Model ablation experiment
Although the comparison experiment of the BilSTM-Attention model with LSTM, SAE, BP, MLP and SVM models fully shows that the BilSTM-Attention model has the characteristics of high accuracy and low loss rate, and can accurately identify the tactical intention of the aerial target. However, the method does not belong to the comparison of mixed experimental models of different types, and lacks certain experimental persuasion. Therefore, model ablation experiments were performed on the same dataset, and the experimental results are shown in table 4, fig. 9, and fig. 10:
it can be seen from Table 4 that the accuracy of the model provided by the present invention can be as high as 97.3%, and compared with LSTM, LSTM-Attention and BiLSTM models, the accuracy is improved by 2.8%, 1.5% and 1.1%. The loss values of the proposed model are also lower than those of the other three models. From the analysis of the ablation experiment accuracy and the loss value variation of fig. 9 and 10, the accuracy is generally improved and the loss value is reduced continuously in the four models as the training turns are increased when the left side and the right side are seen, wherein the BilSTM-Attention model is always superior to the other three models, the accuracy and the loss value of the BilSTM-Attention and the BilSTM are obviously superior to the other two models after the initial training is not long, the analysis shows that the two-way propagation mechanism can effectively improve the training effect, and the neural network model can be learned more quickly under the conditions of the same batch size, the same learning rate and the same training turns. The curves of the BiLSTM and the LSTM-Attention model are relatively close and are obviously superior to those of the LSTM model, and the LSTM model is obviously improved by introducing a bidirectional propagation mechanism and an Attention mechanism.

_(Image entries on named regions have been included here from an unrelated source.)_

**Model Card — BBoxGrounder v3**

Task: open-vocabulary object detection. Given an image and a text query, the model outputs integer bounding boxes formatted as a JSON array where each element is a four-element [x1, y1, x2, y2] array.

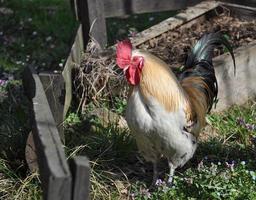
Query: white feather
[[126, 86, 197, 168]]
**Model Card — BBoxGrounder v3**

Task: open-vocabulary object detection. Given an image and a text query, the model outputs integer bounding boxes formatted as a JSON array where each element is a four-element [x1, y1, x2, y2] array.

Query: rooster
[[116, 32, 236, 185]]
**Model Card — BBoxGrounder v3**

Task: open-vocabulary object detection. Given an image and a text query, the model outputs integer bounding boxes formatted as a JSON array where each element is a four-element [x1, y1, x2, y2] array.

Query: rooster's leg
[[167, 161, 175, 186], [149, 162, 158, 189]]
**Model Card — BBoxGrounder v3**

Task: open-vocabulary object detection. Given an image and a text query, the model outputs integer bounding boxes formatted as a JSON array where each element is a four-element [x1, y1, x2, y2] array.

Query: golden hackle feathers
[[134, 51, 190, 112]]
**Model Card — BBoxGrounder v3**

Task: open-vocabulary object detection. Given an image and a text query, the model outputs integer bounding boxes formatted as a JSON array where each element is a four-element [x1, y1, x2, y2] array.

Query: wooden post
[[23, 68, 72, 200], [70, 156, 90, 200], [76, 0, 107, 49], [39, 72, 65, 143]]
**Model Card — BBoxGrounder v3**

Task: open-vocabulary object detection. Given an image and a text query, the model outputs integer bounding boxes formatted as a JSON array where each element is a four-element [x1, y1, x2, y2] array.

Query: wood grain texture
[[62, 25, 84, 117], [70, 156, 90, 200], [39, 72, 65, 143], [213, 41, 256, 111], [131, 1, 219, 46], [103, 0, 202, 17], [23, 68, 71, 200]]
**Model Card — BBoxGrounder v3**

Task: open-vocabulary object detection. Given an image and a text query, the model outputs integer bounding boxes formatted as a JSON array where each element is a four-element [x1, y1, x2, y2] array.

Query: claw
[[167, 161, 176, 187], [149, 163, 158, 189]]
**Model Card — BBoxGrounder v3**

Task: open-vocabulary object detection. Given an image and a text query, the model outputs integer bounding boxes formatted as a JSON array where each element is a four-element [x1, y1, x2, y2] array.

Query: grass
[[0, 0, 256, 200], [63, 102, 256, 200]]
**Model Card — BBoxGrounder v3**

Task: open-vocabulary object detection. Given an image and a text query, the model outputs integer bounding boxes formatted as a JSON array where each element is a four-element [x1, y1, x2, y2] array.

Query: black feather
[[179, 32, 236, 111]]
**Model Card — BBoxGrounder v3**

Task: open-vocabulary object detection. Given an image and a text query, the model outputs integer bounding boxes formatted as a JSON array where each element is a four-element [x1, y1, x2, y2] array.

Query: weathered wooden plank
[[104, 0, 202, 17], [70, 156, 90, 200], [213, 41, 256, 111], [131, 1, 219, 46], [23, 68, 71, 200], [62, 25, 84, 117], [39, 72, 65, 143]]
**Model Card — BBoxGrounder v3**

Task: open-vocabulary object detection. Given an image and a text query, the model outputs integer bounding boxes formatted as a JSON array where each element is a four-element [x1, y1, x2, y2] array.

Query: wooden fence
[[23, 0, 256, 200], [23, 67, 90, 200]]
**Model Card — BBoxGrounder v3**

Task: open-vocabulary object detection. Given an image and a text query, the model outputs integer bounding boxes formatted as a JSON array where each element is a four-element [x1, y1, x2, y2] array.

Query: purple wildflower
[[225, 160, 235, 171], [140, 189, 151, 199], [156, 179, 166, 187], [245, 123, 256, 131], [236, 117, 245, 126], [0, 79, 7, 86], [241, 161, 245, 165]]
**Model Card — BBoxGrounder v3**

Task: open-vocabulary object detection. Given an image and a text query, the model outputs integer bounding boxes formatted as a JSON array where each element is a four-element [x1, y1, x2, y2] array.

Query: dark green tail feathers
[[179, 32, 236, 112], [185, 32, 236, 73]]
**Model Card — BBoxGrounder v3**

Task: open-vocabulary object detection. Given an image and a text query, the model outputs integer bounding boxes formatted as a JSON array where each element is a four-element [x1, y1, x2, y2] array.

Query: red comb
[[116, 39, 132, 69]]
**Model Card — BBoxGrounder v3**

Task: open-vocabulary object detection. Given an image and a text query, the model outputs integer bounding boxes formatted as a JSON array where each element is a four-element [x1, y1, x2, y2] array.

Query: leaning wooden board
[[128, 1, 256, 111], [64, 1, 256, 115]]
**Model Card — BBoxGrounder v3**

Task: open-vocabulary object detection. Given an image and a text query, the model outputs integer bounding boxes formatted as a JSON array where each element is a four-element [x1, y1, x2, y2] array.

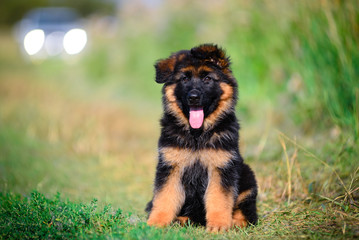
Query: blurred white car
[[15, 7, 87, 58]]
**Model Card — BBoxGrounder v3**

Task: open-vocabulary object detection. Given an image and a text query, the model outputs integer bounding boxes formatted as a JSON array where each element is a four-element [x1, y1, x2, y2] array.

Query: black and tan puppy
[[146, 44, 257, 231]]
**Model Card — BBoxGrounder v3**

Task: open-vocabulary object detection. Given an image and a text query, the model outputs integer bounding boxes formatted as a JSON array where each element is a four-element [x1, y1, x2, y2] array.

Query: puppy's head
[[155, 44, 237, 129]]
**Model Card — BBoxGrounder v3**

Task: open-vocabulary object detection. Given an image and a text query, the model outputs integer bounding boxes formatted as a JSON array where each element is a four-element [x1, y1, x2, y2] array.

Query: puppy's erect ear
[[191, 44, 231, 70], [155, 56, 176, 83]]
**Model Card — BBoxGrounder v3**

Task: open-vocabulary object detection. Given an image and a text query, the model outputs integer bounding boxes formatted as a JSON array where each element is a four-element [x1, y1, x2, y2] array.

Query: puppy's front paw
[[147, 212, 173, 227], [232, 209, 248, 228], [207, 213, 232, 232]]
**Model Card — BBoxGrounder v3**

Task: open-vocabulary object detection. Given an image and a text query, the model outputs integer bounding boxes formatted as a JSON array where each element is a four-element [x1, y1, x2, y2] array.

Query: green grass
[[0, 191, 358, 239], [0, 1, 359, 239]]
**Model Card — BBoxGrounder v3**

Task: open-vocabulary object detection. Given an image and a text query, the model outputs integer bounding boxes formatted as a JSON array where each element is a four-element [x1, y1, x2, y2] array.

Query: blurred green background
[[0, 0, 359, 231]]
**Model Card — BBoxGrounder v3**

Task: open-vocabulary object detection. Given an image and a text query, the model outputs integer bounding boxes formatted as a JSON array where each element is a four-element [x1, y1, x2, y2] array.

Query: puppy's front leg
[[205, 169, 234, 232], [147, 168, 185, 227]]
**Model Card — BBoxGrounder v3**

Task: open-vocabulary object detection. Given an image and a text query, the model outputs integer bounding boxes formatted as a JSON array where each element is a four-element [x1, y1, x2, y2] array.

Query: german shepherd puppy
[[146, 44, 258, 231]]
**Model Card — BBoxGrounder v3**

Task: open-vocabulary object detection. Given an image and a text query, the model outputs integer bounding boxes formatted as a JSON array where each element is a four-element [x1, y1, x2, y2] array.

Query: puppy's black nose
[[187, 89, 201, 106]]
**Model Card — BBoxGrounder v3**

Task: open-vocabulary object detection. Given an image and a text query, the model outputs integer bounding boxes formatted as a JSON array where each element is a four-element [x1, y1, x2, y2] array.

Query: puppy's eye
[[181, 76, 189, 83], [203, 76, 213, 83]]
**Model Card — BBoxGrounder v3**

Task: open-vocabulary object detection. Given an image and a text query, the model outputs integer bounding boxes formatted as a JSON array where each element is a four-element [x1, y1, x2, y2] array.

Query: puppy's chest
[[181, 161, 209, 199], [160, 147, 235, 173]]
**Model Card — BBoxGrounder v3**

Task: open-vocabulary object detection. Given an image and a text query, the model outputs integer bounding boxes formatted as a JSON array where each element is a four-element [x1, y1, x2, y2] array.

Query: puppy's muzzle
[[187, 89, 202, 106]]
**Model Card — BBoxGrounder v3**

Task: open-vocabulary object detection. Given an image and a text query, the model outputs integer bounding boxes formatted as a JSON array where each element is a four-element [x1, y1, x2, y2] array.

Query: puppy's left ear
[[155, 56, 176, 83]]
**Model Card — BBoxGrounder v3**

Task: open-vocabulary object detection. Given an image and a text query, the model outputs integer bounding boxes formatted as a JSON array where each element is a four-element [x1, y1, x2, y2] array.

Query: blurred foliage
[[113, 0, 359, 139], [0, 0, 116, 26]]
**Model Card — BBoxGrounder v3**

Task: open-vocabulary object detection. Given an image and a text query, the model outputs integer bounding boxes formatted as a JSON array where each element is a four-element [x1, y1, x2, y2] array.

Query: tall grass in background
[[114, 1, 359, 140]]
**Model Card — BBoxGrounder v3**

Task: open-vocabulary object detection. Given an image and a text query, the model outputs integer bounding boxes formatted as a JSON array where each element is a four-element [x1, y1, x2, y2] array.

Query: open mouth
[[189, 107, 204, 129]]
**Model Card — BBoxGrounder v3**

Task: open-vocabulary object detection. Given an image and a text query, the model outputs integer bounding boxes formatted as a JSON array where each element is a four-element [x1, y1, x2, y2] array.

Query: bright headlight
[[64, 28, 87, 55], [24, 29, 45, 55]]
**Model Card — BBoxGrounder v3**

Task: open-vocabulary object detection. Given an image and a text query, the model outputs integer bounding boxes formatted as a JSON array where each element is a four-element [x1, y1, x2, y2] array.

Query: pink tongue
[[189, 108, 204, 128]]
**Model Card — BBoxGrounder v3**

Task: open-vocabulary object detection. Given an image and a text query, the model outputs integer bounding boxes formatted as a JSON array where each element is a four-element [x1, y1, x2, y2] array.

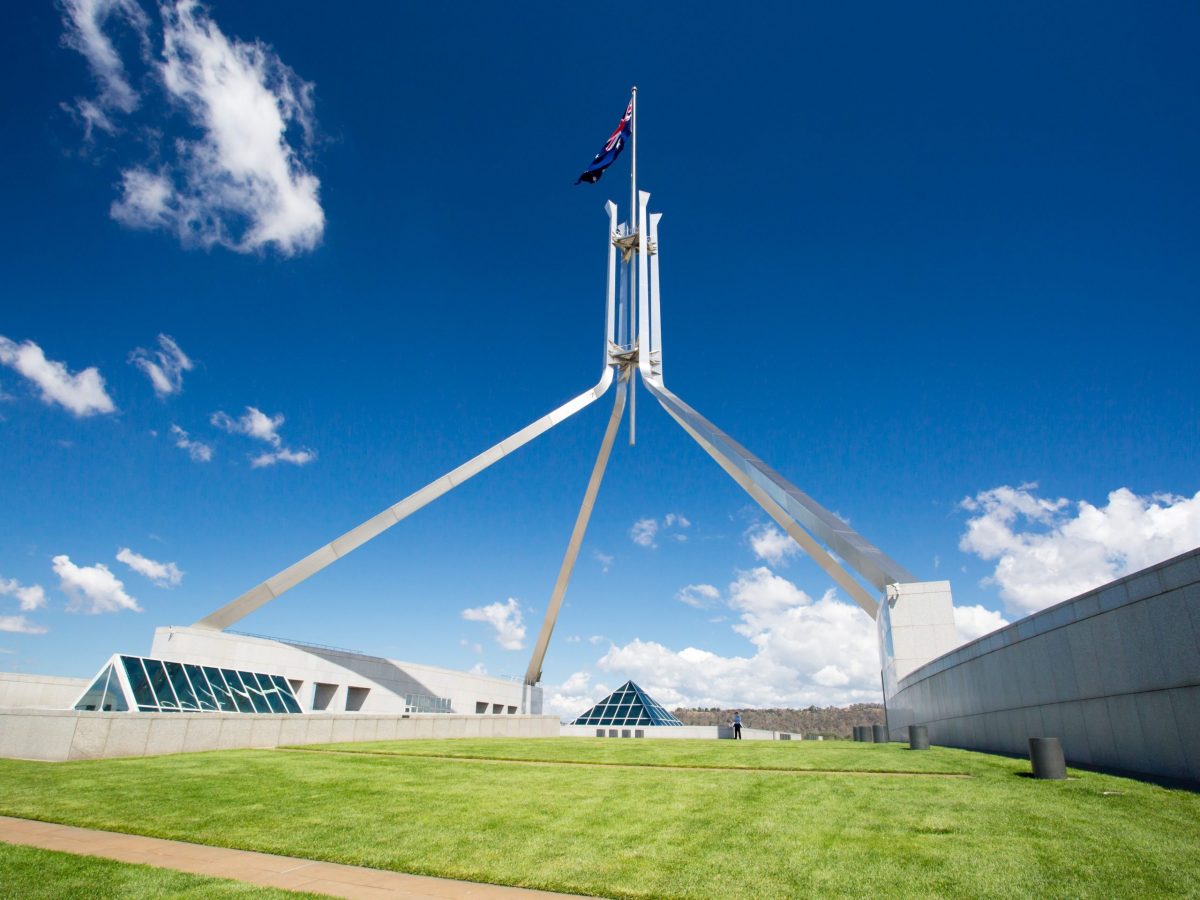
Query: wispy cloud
[[745, 523, 800, 566], [210, 407, 317, 469], [0, 335, 116, 418], [52, 554, 142, 614], [676, 584, 721, 610], [61, 0, 150, 120], [0, 616, 47, 635], [959, 484, 1200, 616], [629, 512, 691, 550], [462, 596, 526, 650], [62, 0, 325, 256], [130, 335, 193, 400], [170, 425, 212, 462], [0, 578, 46, 612], [116, 547, 184, 588]]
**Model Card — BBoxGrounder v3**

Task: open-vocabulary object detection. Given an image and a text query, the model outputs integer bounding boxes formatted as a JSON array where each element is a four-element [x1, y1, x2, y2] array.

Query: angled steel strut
[[637, 191, 916, 618], [196, 203, 618, 630]]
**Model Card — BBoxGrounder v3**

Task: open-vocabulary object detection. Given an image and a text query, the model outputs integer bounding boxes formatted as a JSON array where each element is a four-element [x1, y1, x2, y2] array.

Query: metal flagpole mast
[[629, 84, 642, 446]]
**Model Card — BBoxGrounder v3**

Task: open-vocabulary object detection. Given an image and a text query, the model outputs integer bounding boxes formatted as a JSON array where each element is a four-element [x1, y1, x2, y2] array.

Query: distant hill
[[674, 703, 883, 738]]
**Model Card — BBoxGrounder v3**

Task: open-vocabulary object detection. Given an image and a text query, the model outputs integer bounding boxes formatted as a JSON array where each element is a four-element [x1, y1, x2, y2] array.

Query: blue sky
[[0, 0, 1200, 712]]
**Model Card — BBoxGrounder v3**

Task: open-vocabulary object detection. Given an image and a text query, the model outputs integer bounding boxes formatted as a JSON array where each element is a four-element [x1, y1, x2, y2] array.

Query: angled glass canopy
[[74, 655, 301, 713], [571, 682, 683, 726]]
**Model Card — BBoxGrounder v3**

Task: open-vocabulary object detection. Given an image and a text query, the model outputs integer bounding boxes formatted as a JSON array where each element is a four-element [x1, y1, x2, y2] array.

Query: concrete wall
[[888, 550, 1200, 781], [151, 625, 541, 715], [559, 725, 803, 740], [0, 709, 558, 762], [0, 672, 88, 709]]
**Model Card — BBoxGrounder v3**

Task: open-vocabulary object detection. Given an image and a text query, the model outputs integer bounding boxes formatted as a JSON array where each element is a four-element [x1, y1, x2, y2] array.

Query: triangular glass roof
[[571, 682, 683, 725]]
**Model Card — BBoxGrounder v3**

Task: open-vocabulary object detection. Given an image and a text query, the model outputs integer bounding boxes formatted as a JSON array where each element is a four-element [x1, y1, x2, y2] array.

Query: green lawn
[[0, 738, 1200, 898], [0, 844, 318, 900]]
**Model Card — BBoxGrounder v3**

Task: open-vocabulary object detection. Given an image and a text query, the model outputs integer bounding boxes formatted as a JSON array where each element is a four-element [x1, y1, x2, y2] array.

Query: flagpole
[[629, 84, 642, 446]]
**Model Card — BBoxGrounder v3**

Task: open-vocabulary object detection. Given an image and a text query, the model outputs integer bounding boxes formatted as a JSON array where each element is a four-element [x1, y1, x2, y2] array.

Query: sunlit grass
[[0, 739, 1200, 898], [0, 844, 318, 900]]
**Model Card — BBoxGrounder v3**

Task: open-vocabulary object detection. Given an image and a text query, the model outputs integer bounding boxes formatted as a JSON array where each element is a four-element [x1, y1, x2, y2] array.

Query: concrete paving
[[0, 816, 580, 900]]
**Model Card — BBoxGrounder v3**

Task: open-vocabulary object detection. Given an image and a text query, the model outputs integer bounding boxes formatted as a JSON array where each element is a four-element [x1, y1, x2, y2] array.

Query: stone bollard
[[1030, 738, 1067, 781], [908, 725, 929, 750]]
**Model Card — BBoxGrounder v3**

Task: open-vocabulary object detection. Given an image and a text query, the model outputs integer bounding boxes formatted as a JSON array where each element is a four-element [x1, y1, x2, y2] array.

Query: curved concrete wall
[[888, 550, 1200, 781]]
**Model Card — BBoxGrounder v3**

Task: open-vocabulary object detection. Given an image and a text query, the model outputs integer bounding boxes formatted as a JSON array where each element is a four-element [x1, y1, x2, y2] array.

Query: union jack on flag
[[575, 97, 634, 185]]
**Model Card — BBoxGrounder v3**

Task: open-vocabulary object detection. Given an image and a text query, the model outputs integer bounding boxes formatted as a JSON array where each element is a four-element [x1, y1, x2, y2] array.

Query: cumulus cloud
[[959, 484, 1200, 616], [210, 407, 317, 469], [462, 596, 526, 650], [598, 566, 880, 707], [52, 554, 142, 614], [62, 0, 325, 256], [541, 672, 612, 721], [0, 578, 46, 612], [170, 425, 212, 462], [629, 512, 691, 550], [116, 547, 184, 588], [954, 605, 1008, 643], [745, 523, 800, 565], [676, 584, 721, 610], [130, 335, 194, 400], [0, 616, 47, 635], [629, 518, 659, 547], [0, 335, 116, 418]]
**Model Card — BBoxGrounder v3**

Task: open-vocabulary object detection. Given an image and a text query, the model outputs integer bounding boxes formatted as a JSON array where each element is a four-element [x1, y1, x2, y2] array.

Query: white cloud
[[629, 518, 659, 547], [462, 596, 526, 650], [592, 550, 613, 572], [170, 425, 212, 462], [0, 335, 116, 418], [0, 616, 47, 635], [52, 554, 142, 614], [250, 446, 317, 469], [598, 566, 880, 708], [112, 0, 325, 256], [62, 0, 150, 116], [116, 547, 184, 588], [745, 523, 800, 565], [959, 484, 1200, 614], [676, 584, 721, 610], [629, 512, 691, 550], [130, 335, 193, 398], [0, 578, 46, 612], [954, 605, 1008, 643], [210, 407, 317, 469]]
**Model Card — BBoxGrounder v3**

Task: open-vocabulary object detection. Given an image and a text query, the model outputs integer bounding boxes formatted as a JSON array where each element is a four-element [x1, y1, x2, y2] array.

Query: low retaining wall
[[888, 550, 1200, 781], [0, 709, 558, 762], [0, 672, 88, 709], [559, 725, 802, 740]]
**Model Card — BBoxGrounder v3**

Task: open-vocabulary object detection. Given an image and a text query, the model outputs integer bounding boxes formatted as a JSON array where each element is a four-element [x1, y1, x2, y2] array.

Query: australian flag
[[575, 98, 634, 185]]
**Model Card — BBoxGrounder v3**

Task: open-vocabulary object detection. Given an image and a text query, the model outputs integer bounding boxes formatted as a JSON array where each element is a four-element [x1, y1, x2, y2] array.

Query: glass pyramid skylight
[[571, 682, 683, 725]]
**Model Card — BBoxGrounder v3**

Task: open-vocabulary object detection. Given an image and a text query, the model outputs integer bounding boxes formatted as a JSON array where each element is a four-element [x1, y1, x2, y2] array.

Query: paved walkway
[[0, 816, 580, 900]]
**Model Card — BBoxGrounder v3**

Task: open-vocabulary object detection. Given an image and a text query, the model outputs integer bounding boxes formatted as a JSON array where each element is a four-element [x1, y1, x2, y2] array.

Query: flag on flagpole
[[575, 98, 634, 185]]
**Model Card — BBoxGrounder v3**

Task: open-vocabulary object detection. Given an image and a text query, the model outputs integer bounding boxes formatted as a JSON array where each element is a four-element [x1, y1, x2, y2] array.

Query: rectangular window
[[221, 668, 256, 713], [163, 662, 200, 712], [142, 658, 179, 712], [204, 666, 238, 713], [121, 656, 158, 708]]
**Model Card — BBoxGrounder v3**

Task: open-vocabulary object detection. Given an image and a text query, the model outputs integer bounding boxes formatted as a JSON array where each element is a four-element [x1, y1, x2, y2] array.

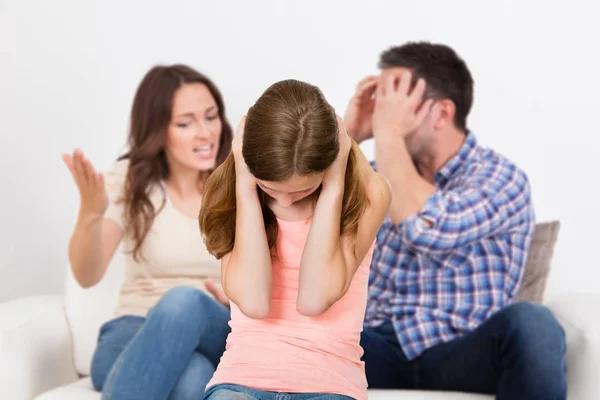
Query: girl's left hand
[[323, 115, 352, 192]]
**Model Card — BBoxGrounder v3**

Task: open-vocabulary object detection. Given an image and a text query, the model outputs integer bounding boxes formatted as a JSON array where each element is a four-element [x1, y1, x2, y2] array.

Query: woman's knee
[[169, 353, 215, 400], [151, 286, 214, 318]]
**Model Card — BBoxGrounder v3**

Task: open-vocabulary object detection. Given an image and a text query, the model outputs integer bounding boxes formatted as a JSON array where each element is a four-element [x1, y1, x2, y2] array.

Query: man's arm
[[376, 141, 531, 252]]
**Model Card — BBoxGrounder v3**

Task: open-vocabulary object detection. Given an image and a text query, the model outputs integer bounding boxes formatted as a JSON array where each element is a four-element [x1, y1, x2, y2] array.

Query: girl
[[199, 80, 391, 400], [63, 65, 232, 400]]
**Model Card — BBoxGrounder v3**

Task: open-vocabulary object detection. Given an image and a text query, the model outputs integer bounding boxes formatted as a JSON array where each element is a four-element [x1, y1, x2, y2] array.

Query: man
[[345, 43, 566, 400]]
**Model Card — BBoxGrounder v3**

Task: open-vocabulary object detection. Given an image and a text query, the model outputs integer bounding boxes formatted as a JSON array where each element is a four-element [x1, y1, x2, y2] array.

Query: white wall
[[0, 0, 600, 301]]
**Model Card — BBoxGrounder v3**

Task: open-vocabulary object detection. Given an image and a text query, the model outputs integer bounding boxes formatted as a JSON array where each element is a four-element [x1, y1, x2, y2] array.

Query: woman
[[63, 65, 232, 400], [199, 80, 391, 400]]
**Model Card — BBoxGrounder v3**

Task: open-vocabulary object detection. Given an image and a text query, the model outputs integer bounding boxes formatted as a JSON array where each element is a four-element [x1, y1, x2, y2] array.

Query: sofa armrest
[[0, 296, 78, 400], [546, 293, 600, 400]]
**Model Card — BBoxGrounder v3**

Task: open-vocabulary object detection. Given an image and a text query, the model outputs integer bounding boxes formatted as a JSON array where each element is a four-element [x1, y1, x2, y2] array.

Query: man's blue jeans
[[361, 303, 567, 400], [91, 286, 230, 400]]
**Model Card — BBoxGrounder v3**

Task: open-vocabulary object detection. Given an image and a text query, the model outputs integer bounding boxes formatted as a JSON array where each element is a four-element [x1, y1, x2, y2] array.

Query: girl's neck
[[268, 193, 318, 222]]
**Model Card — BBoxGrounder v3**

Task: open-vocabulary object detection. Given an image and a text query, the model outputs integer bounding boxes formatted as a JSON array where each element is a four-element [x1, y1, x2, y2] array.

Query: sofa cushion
[[65, 249, 124, 376], [516, 221, 560, 304], [34, 378, 102, 400]]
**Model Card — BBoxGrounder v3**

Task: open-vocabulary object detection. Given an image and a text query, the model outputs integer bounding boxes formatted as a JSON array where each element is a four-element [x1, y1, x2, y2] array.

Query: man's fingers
[[409, 78, 427, 104], [398, 71, 412, 97], [415, 99, 433, 126]]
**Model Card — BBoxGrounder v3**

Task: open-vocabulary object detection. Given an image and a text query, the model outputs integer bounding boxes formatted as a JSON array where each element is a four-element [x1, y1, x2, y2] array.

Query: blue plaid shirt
[[365, 133, 535, 360]]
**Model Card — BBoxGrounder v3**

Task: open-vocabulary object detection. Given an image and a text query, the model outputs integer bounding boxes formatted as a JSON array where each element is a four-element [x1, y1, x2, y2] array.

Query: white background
[[0, 0, 600, 301]]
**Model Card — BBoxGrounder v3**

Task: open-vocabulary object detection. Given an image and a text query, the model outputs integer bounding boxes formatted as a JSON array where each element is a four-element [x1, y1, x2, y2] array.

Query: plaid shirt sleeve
[[399, 164, 530, 253]]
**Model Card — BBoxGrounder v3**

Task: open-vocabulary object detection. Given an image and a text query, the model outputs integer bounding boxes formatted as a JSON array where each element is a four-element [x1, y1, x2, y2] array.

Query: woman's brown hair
[[119, 64, 233, 259], [198, 80, 368, 259]]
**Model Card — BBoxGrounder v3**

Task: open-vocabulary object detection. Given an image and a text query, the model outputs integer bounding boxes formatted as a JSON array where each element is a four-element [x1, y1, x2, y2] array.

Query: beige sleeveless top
[[105, 160, 221, 316]]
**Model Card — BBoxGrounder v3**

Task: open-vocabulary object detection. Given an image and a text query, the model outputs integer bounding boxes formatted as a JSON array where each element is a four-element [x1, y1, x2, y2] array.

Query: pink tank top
[[207, 219, 373, 400]]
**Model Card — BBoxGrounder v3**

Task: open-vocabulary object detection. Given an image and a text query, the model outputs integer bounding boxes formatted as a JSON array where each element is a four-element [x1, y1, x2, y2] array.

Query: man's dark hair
[[378, 42, 473, 131]]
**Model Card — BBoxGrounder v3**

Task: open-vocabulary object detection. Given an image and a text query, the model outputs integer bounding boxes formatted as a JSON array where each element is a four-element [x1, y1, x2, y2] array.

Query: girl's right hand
[[231, 115, 256, 190], [63, 149, 108, 216]]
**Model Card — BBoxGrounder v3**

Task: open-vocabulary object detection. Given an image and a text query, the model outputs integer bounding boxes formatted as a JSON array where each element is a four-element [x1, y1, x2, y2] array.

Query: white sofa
[[0, 252, 600, 400]]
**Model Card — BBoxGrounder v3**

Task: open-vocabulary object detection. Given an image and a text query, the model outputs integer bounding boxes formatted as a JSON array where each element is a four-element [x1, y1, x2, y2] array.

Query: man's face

Three model evaluation indexes of accuracy rate (the proportion of the number of positive samples with correct intention identification to the number of positive samples determined by an intention identifier), recall rate (the proportion of the number of positive samples with correct intention identification to the number of actual positive samples), F1-score (the harmonic mean of accuracy rate and recall rate) and accuracy rate (the proportion of the number of samples with correct intention identification to the number of total samples) are introduced, and model superiority is further verified.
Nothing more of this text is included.